1. Field of the Invention
The present invention relates to multilayer ceramic capacitors.
2. Description of the Related Art
Multilayer ceramic electronic components such as multilayer ceramic capacitors and the like have been used in a variety of electronic apparatuses. A multilayer ceramic capacitor generally includes a ceramic multilayer body in which a first inner electrode and a second inner electrode are disposed with a ceramic dielectric layer interposed therebetween, and outer electrodes that are formed on both end portions of the ceramic multilayer body.
In recent years, the severity of the environments in which multilayer ceramic capacitors are used has significantly increased. For example, multilayer ceramic capacitors that are used in mobile apparatuses such as cellular phones, portable audio players, and the like are required to withstand the shock of a fall. To be specific, it is necessary to prevent a multilayer ceramic capacitor from falling off of the mounting substrate even if the multilayer ceramic capacitor receives the shock of a fall. Further, it is necessary to prevent the generation of cracks in the multilayer ceramic capacitor.
In addition, multilayer ceramic capacitors used in on-vehicle devices such as an ECU (electronic control unit) and the like are required to be heat-resistant. To be specific, it is necessary to prevent the generation of cracks in a multilayer ceramic capacitor even if a flexural stress is generated due to thermal shrinkage or thermal expansion of the mounting substrate or a tensile stress applied to a first outer electrode and a second outer electrode of the multilayer ceramic capacitor. When the above-mentioned flexural stress and/or tensile stress exceeds the strength of the ceramic multilayer body, a crack is generated in the ceramic multilayer body.

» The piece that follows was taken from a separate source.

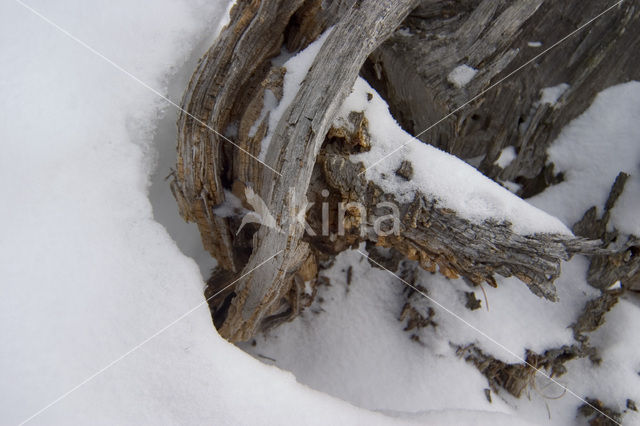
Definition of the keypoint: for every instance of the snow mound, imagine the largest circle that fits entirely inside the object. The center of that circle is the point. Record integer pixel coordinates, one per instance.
(591, 151)
(461, 75)
(454, 183)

As such, Japanese Unexamined Patent Application Publication No. 11-162771 discloses a technique in which, by using a conductive epoxy-based thermosetting resin containing metal powder for outer electrodes of a multilayer ceramic capacitor, a stress received from the substrate is somewhat alleviated so that the generation of a crack in a ceramic multilayer body is reduced even in a severe environment.
However, when, like in Japanese Unexamined Patent Application Publication No. 11-162771, an outer electrode has a structure in which a conductive epoxy-based thermosetting resin layer, a nickel plating layer, and a tin-based plating layer are formed in that order on a baking electrode layer as a base electrode layer, there arises a problem in that equivalent series resistance (ESR) becomes excessively high due to the presence of the epoxy-based thermosetting resin layer with excessively high resistivity, although it is a conductive material, in comparison with a regular outer electrode that does not include a conductive resin layer.